Reflection waveform inversion

Author

Kristian Torres

Published

April 6, 2023

Conventional FWI has problems updating the deeper part of the model when the recorded data has insufficient diving wave information. As an alternative flavour to FWI, Reflection waveform inversion (RWI) seeks to harness the reflection data that extend to the deepest reflectors to overcome the diving-wave limitation of standard FWI. In RWI, the waveform inversion problem is re-formulated by explicitly separating the (velocity) model reconstruction into two processes: a low-wavenumber background reconstruction and a high-wavenumber reflectivity update. The reflectivity is retrieved by an LSM algorithm and used as a prior (initial guess) for the background model updates. The background model reconstruction uses a weak tomography-like transmission component built with a reflection kernel (the rabbit-ears wave paths). This kernel does not consider the stronger migration isochrone on the conventional FWI sensitivity kernel, which is useless for macro velocity model building and imprints a mispositioned seismic image into the reconstruction.

RWI sensitivity kernel

In this section, I calculate the sensitivity kernel (gradient for a single source-receiver pair) of the reflection waveform inversion problem for a toy experiment using the acoustic wave equation with constant density inspired by Operto (slides 161-166). Operto shows his results in the frequency domain. I follow his notation for simplicity, but my implementation and results are in the time-domain.
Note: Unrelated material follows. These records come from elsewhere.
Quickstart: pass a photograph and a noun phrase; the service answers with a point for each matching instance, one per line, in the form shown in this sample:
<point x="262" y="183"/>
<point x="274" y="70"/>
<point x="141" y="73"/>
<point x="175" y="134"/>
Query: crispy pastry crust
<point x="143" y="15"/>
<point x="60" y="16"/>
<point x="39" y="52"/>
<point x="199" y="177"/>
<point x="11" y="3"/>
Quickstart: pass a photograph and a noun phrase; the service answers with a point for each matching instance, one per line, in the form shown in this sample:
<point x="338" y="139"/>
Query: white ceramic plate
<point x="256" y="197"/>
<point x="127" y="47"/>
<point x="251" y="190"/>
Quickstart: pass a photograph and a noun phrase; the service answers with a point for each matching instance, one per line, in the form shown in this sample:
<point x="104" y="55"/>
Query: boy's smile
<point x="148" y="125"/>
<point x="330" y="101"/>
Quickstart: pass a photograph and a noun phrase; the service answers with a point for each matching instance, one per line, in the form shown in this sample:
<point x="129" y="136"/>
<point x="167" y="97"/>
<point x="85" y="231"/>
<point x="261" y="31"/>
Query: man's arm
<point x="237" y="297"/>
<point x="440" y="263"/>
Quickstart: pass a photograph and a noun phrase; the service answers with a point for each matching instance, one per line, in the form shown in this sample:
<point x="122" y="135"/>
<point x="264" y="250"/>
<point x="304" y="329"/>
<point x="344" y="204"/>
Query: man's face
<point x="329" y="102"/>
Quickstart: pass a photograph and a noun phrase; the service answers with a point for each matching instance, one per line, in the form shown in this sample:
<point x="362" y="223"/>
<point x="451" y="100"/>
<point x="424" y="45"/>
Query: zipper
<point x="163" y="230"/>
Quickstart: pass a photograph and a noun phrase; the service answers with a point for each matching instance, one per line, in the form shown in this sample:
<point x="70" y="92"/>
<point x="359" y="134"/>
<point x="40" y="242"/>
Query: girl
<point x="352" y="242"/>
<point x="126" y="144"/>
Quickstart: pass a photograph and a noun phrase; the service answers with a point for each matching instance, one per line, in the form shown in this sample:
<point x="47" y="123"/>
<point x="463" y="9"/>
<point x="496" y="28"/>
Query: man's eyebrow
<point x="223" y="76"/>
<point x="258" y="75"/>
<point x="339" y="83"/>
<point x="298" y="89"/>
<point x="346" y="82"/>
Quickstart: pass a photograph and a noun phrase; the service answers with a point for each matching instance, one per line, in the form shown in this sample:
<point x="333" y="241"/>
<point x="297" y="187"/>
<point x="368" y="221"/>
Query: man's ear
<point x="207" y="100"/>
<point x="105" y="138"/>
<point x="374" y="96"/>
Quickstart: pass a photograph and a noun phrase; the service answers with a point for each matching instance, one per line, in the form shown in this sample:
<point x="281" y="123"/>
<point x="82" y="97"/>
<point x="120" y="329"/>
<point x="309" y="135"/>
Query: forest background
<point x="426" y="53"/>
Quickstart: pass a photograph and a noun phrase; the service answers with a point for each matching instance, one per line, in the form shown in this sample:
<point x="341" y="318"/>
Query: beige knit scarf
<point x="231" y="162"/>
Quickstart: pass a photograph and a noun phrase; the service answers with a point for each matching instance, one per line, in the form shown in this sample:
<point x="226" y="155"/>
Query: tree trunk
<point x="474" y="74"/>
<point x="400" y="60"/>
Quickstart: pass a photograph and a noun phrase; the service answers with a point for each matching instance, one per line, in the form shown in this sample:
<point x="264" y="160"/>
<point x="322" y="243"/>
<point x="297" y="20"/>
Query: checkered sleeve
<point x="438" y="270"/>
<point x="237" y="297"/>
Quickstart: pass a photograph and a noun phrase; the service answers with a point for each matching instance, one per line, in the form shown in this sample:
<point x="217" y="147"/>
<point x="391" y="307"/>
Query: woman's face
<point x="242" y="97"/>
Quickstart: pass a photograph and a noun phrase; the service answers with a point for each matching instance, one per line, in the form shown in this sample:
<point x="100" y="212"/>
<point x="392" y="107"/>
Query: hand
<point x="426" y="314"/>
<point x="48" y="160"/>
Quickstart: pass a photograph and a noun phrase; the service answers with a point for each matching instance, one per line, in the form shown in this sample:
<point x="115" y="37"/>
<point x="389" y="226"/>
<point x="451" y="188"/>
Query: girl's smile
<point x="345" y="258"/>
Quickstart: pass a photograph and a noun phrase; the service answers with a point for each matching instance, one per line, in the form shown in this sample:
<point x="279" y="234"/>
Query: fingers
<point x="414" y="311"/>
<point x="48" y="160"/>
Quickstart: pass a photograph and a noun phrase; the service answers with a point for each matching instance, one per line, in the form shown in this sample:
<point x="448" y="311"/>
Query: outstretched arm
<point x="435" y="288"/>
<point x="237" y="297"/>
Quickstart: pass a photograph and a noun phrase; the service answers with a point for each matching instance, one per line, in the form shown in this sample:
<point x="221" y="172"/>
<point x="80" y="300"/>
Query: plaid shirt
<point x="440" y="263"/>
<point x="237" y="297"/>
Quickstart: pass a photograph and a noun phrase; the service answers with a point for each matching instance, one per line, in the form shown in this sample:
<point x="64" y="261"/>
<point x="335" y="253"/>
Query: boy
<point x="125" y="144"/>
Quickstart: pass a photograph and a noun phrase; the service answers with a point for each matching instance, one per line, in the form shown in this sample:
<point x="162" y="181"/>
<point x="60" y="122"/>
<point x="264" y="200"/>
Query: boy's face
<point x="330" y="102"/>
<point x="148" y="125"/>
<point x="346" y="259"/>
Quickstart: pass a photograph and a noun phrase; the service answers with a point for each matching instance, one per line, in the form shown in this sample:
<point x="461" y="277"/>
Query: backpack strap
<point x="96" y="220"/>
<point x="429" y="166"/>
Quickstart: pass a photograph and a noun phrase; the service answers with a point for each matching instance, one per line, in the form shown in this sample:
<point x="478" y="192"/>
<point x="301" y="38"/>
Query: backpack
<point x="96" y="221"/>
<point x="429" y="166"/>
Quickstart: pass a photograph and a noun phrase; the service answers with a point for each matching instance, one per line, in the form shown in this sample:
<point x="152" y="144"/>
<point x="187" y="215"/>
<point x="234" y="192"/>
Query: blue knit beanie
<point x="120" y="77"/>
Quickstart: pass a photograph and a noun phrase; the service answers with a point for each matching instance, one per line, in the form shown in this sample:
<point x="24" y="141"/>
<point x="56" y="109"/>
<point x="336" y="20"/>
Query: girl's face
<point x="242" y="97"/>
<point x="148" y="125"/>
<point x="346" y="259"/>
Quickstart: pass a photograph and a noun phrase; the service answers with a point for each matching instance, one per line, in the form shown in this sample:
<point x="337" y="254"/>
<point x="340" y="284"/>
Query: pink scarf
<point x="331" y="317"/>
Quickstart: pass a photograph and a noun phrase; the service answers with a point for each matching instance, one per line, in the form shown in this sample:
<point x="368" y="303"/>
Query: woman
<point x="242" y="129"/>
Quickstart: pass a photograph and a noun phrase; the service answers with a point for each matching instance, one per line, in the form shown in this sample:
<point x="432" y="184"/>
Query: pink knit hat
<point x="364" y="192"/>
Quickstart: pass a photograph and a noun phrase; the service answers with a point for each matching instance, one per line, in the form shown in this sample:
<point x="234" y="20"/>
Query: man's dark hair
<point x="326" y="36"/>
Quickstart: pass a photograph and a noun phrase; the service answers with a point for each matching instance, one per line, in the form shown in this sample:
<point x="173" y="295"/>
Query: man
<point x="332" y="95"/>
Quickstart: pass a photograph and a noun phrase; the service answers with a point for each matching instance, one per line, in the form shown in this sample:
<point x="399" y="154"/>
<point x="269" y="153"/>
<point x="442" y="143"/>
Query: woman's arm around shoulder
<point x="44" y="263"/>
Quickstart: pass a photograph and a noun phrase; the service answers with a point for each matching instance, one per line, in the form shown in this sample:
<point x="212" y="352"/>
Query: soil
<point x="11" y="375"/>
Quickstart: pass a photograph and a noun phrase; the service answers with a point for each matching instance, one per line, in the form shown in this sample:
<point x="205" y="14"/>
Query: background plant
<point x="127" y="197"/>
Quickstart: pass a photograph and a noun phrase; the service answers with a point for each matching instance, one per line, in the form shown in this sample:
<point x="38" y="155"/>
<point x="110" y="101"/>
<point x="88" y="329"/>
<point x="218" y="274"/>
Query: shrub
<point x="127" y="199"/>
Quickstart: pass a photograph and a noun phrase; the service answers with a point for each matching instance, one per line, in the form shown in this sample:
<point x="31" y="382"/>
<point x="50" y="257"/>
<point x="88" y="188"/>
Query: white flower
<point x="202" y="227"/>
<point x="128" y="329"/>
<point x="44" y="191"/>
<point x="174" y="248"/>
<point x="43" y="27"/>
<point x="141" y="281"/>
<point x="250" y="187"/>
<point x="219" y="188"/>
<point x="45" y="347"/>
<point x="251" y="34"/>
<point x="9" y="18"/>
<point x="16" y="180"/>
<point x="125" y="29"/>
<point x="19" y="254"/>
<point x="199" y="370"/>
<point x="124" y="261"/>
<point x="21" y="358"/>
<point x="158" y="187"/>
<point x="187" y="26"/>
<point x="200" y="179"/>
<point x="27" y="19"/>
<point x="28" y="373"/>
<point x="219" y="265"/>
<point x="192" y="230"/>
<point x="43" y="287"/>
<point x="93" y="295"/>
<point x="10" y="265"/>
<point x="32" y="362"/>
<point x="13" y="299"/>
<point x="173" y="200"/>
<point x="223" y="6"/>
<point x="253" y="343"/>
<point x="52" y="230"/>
The experiment setup consists of one single source-receiver pair at the surface of a homogeneous 2D velocity field with a single horizontal reflector, as shown in Figure 1. In RWI, the background velocity and reflectivity reconstruction are done alternatingly (expensive!). However, the reflectivity model is assumed to be known to show the RWI sensitivity kernel in this example.

Figure 1: The true velocity model with a flat reflector. The red and green symbols indicate the position of the source and receiver, respectively.

Following Operto (slide 163), the linearized RWI cost function is written as \[\begin{equation} C(\mathbf{m}) = \frac{1}{2}||\delta \mathbf{d}(\mathbf{m}) - \delta\mathbf{d}_{\text{obs}} ||_2^2, \end{equation}\] with \(\mathbf{m}\) denoting the parametrization of the low-wavenumber subsurface velocity model in terms of the squared slowness, \(\delta\mathbf{d}_{\text{obs}}\) represents the observed reflection data, \(\mathbf{P}\) is a “sample at the receiver position” or extraction operator such that \(\delta\mathbf{d}(\mathbf{m}) = \mathbf{P}\delta\mathbf{u}(\mathbf{m})\), and \(\delta\mathbf{u}(\mathbf{m})\) is the modeled scattered data that satisfies the wave equation under the Born approximation, \[ \mathbf{A}(\mathbf{m})\delta \mathbf{u} = -\omega^2\text{diag}(\delta \mathbf{m})\mathbf{u}(\mathbf{m})\tag{2}, \] where \(\delta\mathbf{m}\) is the high-wavenumber reflectivity component, \(\mathbf{u}\) is the down-going source wavefield, and \(\mathbf{A}(\mathbf{m})= \Big[\omega^2\text{diag}(\mathbf{m}) + \nabla \Big]\).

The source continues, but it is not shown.